Rio das Pedras me preocupa muito. Foi o primeiro projeto que levei na época do Presidente Temer. Infelizmente havia ali um grupo de milícia muito forte. Acho que a população do Rio de Janeiro acompanhou isso. E houve uma reação por parte daquele grupo, que agora sei que foi todo preso, e nós podemos retomar o projeto. O problema de Rio das Pedras, são dezenas de milhares de pessoas—quase cem mil pessoas que têm todo dia, vamos dizer assim, o esgoto lançado na lagoa da Barra da Tijuca. É um problema sério, não há como a gente fazer a retirada daquele esgoto ali normalmente porque o solo é muito fraco. A tubulação, que já foi tentada diversas vezes, ela rompe. As bombas elevatórias para chegar até a CEDAE… não funcionam.”

Crivella continuou avaliando a situação de segurança pública em Rio das Pedras:

Já temos um projeto para fazer mais ou menos 11.000 casas, e aí começar agora, já que a polícia interviu. Já que agora temos segurança lá, já não há mais um grupo de milícia dominando a comunidade. Podemos iniciar essas obras, que não sei se concluo no meu governo, mas que vão ficar, vamos dizer assim como uma ‘redenção’ de tantos anos de abandono, para a cidade do Rio de Janeiro.”

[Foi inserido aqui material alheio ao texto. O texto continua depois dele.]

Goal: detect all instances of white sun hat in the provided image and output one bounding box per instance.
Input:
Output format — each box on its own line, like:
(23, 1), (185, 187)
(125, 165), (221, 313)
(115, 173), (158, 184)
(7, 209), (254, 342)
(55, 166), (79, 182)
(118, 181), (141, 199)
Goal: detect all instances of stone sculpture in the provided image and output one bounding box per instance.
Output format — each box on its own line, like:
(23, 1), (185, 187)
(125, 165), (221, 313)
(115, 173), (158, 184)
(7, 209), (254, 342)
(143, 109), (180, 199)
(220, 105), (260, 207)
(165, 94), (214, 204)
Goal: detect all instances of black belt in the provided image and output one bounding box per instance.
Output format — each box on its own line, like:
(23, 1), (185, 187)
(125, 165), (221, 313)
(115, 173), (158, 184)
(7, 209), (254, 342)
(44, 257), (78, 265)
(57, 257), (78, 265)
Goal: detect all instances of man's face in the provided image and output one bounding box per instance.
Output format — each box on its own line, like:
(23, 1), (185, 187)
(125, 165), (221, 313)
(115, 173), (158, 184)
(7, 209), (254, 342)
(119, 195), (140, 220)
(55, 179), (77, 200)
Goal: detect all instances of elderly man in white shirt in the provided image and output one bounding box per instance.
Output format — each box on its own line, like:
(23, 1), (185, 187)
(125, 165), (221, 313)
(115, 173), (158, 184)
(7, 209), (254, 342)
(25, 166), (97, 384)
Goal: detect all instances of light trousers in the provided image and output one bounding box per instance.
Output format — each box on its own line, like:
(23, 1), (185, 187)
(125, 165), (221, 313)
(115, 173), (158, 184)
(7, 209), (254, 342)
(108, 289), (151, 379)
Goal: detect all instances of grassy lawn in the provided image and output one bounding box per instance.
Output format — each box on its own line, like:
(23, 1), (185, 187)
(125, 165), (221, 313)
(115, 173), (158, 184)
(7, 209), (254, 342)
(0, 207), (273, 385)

Os membros da Comissão de Moradores de Rio das Pedras ficaram indignados, vendo os comentários do prefeito como um desdém de seu esforço de mobilização, que interrompeu seu projeto de ir adiante. A Comissão tinha isto a dizer em seu grupo do Facebook:

“É triste ver como o repertório dos políticos é infindável no que toca a criar desculpas para minimizar a má administração e a governança apática dos últimos tempos.

Já ouvimos que não se pode realizar ou manter um projeto por falta de recursos, já ouvimos que a culpa é da administração anterior.

Porém, o que vimos hoje foi a acusação de que os cidadãos de bem, que bravamente lutaram pela manutenção do pouco que possuem, serem acusados de ser miliciano e serem os verdadeiros responsáveis pela ausência de investimentos do poder público na comunidade que estes mesmos moradores defenderam com unhas e dentes contra a remoção pretendida pelo prefeito.”

Outro morador foi rápido em apontar que a presença da milícia em Rio das Pedras não havia sido eliminada, como sugerido por Crivella. O morador escreveu: “Não há mais uma presença de milícia no Rio das Pedras—quem pode dizer? No mundo religioso de Crivella, mentir não é pecado?”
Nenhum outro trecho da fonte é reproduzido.